Demam adalah komplikasi medis yang paling umum setelah SAH dan berhubungan
dengan ICU dan lama rawat inap yang lebih lama, hasil fungsional yang lebih buruk, dan
mortalitas yang lebih tinggi. Meskipun demam non-infeksi sering terjadi, terutama pada pasien
dengan perdarahan intraventrikular, sangat direkomendasikan bahwa pemeriksaan suhu sering
dan penilaian yang cermat untuk kemungkinan penyebab infeksi dilakukan. Selama jendela
waktu vasospasme, diinginkan untuk mempertahankan normotermia dengan obat antipiretik.
Idealnya, gula darah harus dijaga kurang dari 200 mg/dl dan hipoglikemia (kurang dari 80
mg/dl) harus benar-benar dihindari. Keduanya telah ditunjukkan dalam studi mikrodialisis terkait
dengan krisis metabolik dan hasil neurologis yang lebih buruk.
Anemia dapat dengan mudah dikoreksi, tetapi transfusi darah telah dikaitkan dengan hasil
yang lebih buruk setelah SAH, termasuk kematian yang lebih tinggi, setelah penyesuaian untuk
indikasi klinis transfusi yang paling umum.

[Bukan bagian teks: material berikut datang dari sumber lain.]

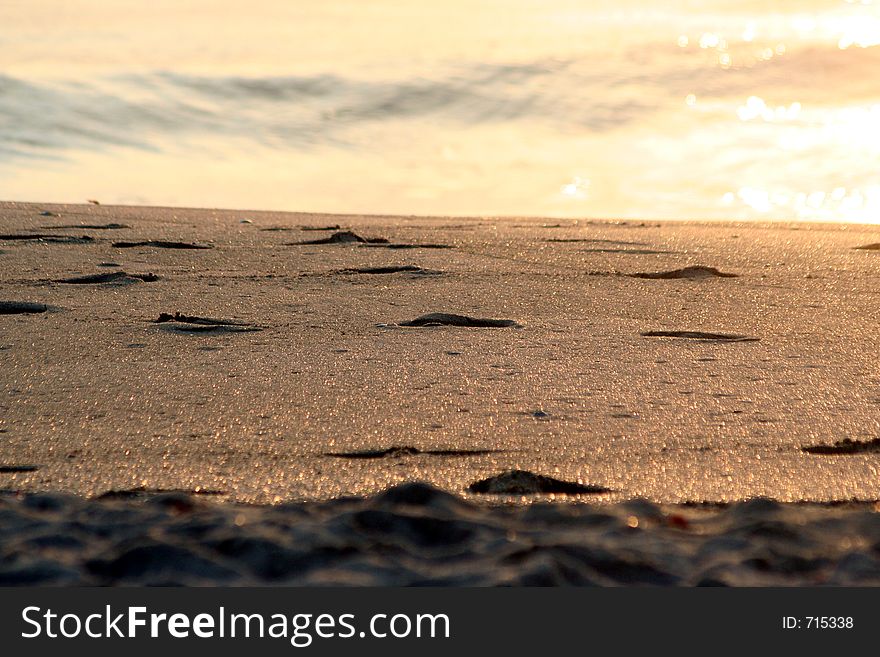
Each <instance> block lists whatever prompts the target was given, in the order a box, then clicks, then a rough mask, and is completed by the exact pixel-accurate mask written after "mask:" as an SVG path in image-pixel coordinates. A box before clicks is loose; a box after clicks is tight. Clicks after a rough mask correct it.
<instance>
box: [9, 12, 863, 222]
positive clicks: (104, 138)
mask: <svg viewBox="0 0 880 657" xmlns="http://www.w3.org/2000/svg"><path fill="white" fill-rule="evenodd" d="M0 24H2V25H4V26H5V27H6V28H7V30H6V31H5V34H6V35H7V36H6V37H5V38H4V39H3V40H2V41H0V61H4V62H5V64H4V73H3V75H4V76H5V77H3V78H0V80H2V92H3V95H2V96H0V154H2V157H0V197H3V198H9V199H20V200H35V199H39V200H57V201H81V200H82V199H83V198H87V197H100V198H101V199H102V200H104V201H105V202H107V203H133V204H158V205H194V206H226V207H249V208H263V209H286V210H291V209H295V210H313V211H330V212H359V213H402V214H432V215H437V214H465V215H468V214H470V215H473V214H494V215H542V216H573V217H579V216H616V217H630V218H710V219H711V218H716V219H740V218H753V219H784V220H788V219H803V220H819V221H849V222H877V221H880V216H878V215H880V212H878V210H880V200H878V198H880V176H878V174H877V172H876V168H875V167H873V166H872V163H873V161H874V159H875V158H876V155H877V153H878V150H880V130H878V129H877V125H878V124H880V123H878V120H880V91H878V87H877V85H876V83H875V79H876V71H877V70H880V6H878V2H876V1H875V0H797V1H795V0H781V1H778V2H773V3H766V2H763V1H761V2H758V1H757V0H725V1H721V0H697V1H685V0H672V1H670V2H664V3H657V2H648V1H647V0H618V1H613V2H612V1H611V0H580V1H577V2H575V1H573V0H550V1H539V0H509V1H505V2H502V1H501V0H480V1H478V2H471V1H470V0H468V1H465V0H450V1H449V2H445V3H427V2H413V3H400V2H393V1H391V0H376V1H375V2H369V3H367V2H355V1H354V0H330V1H328V2H324V3H312V2H291V1H286V0H285V1H282V0H255V1H254V2H251V3H246V4H242V3H239V2H232V1H230V0H221V1H219V2H208V1H207V0H196V1H194V2H191V3H186V4H185V5H181V4H180V3H177V2H172V0H156V1H155V2H151V3H149V4H144V3H141V2H134V0H120V1H118V2H116V1H114V2H108V1H106V0H84V1H83V2H81V3H77V9H76V11H74V10H72V9H71V6H70V5H69V4H68V3H66V2H62V1H61V0H47V1H46V2H40V3H25V2H14V3H4V4H3V5H2V6H0ZM4 120H5V123H4ZM4 125H7V126H12V127H6V128H4V127H3V126H4ZM135 173H136V175H135Z"/></svg>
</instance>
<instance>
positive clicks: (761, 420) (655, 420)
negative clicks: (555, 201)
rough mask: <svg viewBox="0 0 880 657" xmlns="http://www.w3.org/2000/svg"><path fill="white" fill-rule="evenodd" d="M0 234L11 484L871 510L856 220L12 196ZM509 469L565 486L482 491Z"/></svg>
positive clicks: (4, 214) (878, 482) (228, 493)
mask: <svg viewBox="0 0 880 657" xmlns="http://www.w3.org/2000/svg"><path fill="white" fill-rule="evenodd" d="M0 222H2V225H0V233H2V235H0V272H2V275H0V301H2V302H3V303H2V304H0V362H2V372H3V373H2V377H0V489H3V490H6V491H9V492H30V493H33V492H41V491H43V492H45V491H49V492H53V493H70V494H75V495H79V496H86V497H94V496H98V495H101V494H104V493H106V492H108V491H137V490H147V491H168V490H172V491H190V492H193V493H204V492H210V493H213V494H212V495H211V496H210V499H211V500H214V501H222V502H243V503H257V504H261V503H278V502H296V501H326V500H330V499H334V498H339V497H340V496H352V495H373V494H375V493H377V492H379V491H381V490H383V489H386V488H387V487H389V486H392V485H395V484H400V483H402V482H411V481H424V482H428V483H430V484H432V485H433V486H435V487H437V488H439V489H442V490H445V491H448V492H450V493H453V494H455V495H459V496H462V497H463V498H466V499H470V500H471V502H474V503H476V502H477V501H479V500H489V501H492V502H510V501H514V502H521V501H547V500H548V499H555V500H567V501H576V502H591V503H595V504H606V503H618V502H621V501H625V500H632V499H635V498H645V499H647V500H651V501H652V502H653V503H655V504H662V505H669V504H679V503H685V502H691V503H704V502H713V503H715V502H723V503H726V502H735V501H740V500H745V499H749V498H753V497H757V496H761V497H767V498H773V499H775V500H779V501H782V502H800V501H811V502H822V503H827V502H835V501H837V502H839V501H848V500H858V501H863V502H874V501H876V500H877V499H878V498H880V477H878V471H877V468H878V464H880V460H878V459H880V457H878V450H877V449H876V443H872V442H871V441H873V440H875V439H876V438H878V436H880V372H878V369H877V354H878V353H880V332H878V326H880V292H878V289H880V287H878V283H880V259H878V258H880V252H878V251H877V250H876V249H875V248H873V247H874V246H875V245H876V244H877V243H878V242H880V227H877V226H858V225H849V226H847V225H818V224H777V225H768V226H765V225H760V224H745V223H744V224H731V223H699V222H662V223H657V222H649V223H642V222H632V221H627V222H614V221H585V220H583V221H568V220H546V219H529V218H507V219H496V218H470V219H463V218H417V217H368V216H342V215H332V216H331V215H313V214H292V213H291V214H288V213H265V212H247V211H219V210H182V209H169V208H141V207H109V206H102V205H83V206H63V205H46V204H26V203H2V204H0ZM835 444H838V445H839V447H835ZM853 445H855V447H854V446H853ZM517 470H518V471H524V472H525V473H526V474H527V475H528V474H531V475H535V476H540V477H545V478H550V479H553V480H555V481H559V482H562V483H561V484H559V485H556V484H551V485H549V487H542V486H544V484H540V485H539V484H538V483H536V482H538V481H539V480H538V479H531V480H529V479H527V480H526V482H525V484H524V486H525V488H523V487H522V486H520V487H519V488H517V487H516V486H514V487H513V488H508V489H504V487H503V485H502V487H501V488H498V487H497V486H496V487H494V488H493V487H492V486H491V485H489V484H486V485H485V486H482V487H481V486H480V485H478V484H480V483H481V482H484V481H485V480H487V479H490V478H492V477H496V476H497V475H499V474H501V473H505V472H509V471H517ZM504 482H507V484H509V483H510V479H509V478H508V479H507V480H503V481H502V484H504ZM496 483H497V482H496ZM545 483H546V482H545ZM519 484H522V482H521V481H520V482H519ZM519 484H518V485H519ZM505 485H506V484H505ZM530 486H533V488H530ZM480 491H488V492H480ZM499 491H500V492H499ZM505 491H506V492H505ZM533 492H535V493H536V494H533ZM11 503H12V502H10V504H11Z"/></svg>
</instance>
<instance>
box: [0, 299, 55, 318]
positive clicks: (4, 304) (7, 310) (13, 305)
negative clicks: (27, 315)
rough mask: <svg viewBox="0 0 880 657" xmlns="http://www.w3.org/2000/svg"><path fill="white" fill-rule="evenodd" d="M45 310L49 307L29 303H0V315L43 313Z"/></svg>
mask: <svg viewBox="0 0 880 657" xmlns="http://www.w3.org/2000/svg"><path fill="white" fill-rule="evenodd" d="M47 310H49V306H47V305H46V304H44V303H31V302H30V301H0V315H25V314H29V313H44V312H46V311H47Z"/></svg>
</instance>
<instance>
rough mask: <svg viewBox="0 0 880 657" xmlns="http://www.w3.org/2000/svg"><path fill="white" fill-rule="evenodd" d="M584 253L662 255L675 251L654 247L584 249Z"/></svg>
mask: <svg viewBox="0 0 880 657" xmlns="http://www.w3.org/2000/svg"><path fill="white" fill-rule="evenodd" d="M584 253H622V254H624V255H662V254H666V253H673V251H657V250H654V249H584Z"/></svg>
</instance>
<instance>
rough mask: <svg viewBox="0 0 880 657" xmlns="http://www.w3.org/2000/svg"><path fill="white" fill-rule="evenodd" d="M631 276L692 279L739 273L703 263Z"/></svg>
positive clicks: (695, 279)
mask: <svg viewBox="0 0 880 657" xmlns="http://www.w3.org/2000/svg"><path fill="white" fill-rule="evenodd" d="M627 276H629V277H630V278H648V279H679V278H686V279H690V280H700V279H704V278H715V277H718V278H737V276H738V274H727V273H725V272H722V271H719V270H717V269H716V268H715V267H704V266H702V265H694V266H692V267H684V268H682V269H673V270H671V271H658V272H636V273H635V274H627Z"/></svg>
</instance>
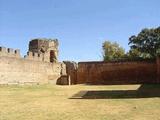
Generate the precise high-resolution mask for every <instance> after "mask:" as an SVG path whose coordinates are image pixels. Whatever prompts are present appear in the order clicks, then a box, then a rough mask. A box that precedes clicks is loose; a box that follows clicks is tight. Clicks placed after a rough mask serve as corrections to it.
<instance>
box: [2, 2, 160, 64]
mask: <svg viewBox="0 0 160 120" xmlns="http://www.w3.org/2000/svg"><path fill="white" fill-rule="evenodd" d="M158 26H160V0H0V45H1V46H5V47H10V48H19V49H20V50H21V54H22V56H23V55H25V54H26V52H27V50H28V43H29V41H30V40H31V39H33V38H57V39H58V40H59V43H60V46H59V50H60V54H59V59H60V61H63V60H73V61H90V60H92V61H96V60H102V57H101V56H102V55H101V52H102V50H101V47H102V43H103V41H104V40H111V41H116V42H118V43H119V44H120V45H121V46H122V47H124V48H125V49H126V51H127V50H128V49H129V46H128V38H129V37H130V36H131V35H134V34H137V33H138V32H140V30H141V29H143V28H146V27H147V28H152V27H158Z"/></svg>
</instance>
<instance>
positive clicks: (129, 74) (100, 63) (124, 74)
mask: <svg viewBox="0 0 160 120" xmlns="http://www.w3.org/2000/svg"><path fill="white" fill-rule="evenodd" d="M158 63H160V62H158ZM159 68H160V67H159ZM159 70H160V69H159ZM156 81H157V64H156V62H145V61H143V62H115V63H107V62H80V63H79V64H78V70H77V84H83V83H87V84H136V83H155V82H156Z"/></svg>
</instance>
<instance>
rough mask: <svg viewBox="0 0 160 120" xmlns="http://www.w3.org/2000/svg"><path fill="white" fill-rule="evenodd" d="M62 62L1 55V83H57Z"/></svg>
mask: <svg viewBox="0 0 160 120" xmlns="http://www.w3.org/2000/svg"><path fill="white" fill-rule="evenodd" d="M61 66H62V63H48V62H41V61H33V60H30V59H23V58H15V57H6V56H0V84H26V83H29V84H44V83H50V82H52V83H56V80H57V79H58V78H59V77H60V76H61V71H62V68H61Z"/></svg>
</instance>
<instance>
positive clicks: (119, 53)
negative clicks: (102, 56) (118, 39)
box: [102, 41, 125, 61]
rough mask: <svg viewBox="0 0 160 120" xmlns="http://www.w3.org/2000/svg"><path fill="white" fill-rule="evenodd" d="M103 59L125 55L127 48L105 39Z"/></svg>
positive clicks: (113, 59) (103, 46)
mask: <svg viewBox="0 0 160 120" xmlns="http://www.w3.org/2000/svg"><path fill="white" fill-rule="evenodd" d="M102 49H103V60H104V61H110V60H117V59H120V58H123V57H124V56H125V50H124V49H123V48H122V47H121V46H120V45H119V44H118V43H116V42H110V41H105V42H104V43H103V45H102Z"/></svg>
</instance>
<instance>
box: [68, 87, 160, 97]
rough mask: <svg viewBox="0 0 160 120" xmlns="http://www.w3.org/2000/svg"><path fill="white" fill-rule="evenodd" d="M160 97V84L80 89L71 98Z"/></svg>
mask: <svg viewBox="0 0 160 120" xmlns="http://www.w3.org/2000/svg"><path fill="white" fill-rule="evenodd" d="M153 97H160V85H141V86H140V87H139V88H138V89H137V90H97V91H96V90H95V91H80V92H78V93H77V94H75V95H73V96H72V97H71V98H70V99H132V98H153Z"/></svg>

Meskipun tidak ada ambang batas yang jelas untuk transfusi pada pasien dengan SAH,
ambang ICU umum tidak berlaku untuk populasi ini. Dhar et al., dalam sebuah studi elegan
menggunakan pemindaian tomografi emisi positron, menunjukkan bahwa transfusi pada pasien
dengan kadar hemoglobin kurang dari 9 g/dl adalah satu-satunya intervensi yang mampu
meningkatkan CBF global dan pengiriman oksigen, jika dibandingkan dengan bolus kristaloid
dan induksi hipertensi.
Pasien dengan SAH dengan perburukan beresiko tinggi mengalami tromboemboli vena.
Pedoman pengelolaan SAH menyarankan memulai profilaksis mekanis dengan perangkat
kompresi intermiten sebelum pengobatan aneurisma. Tromboprofilaksis farmakologis tampaknya
aman jika dimulai dalam 12 hingga 24 jam setelah pengobatan aneurisma.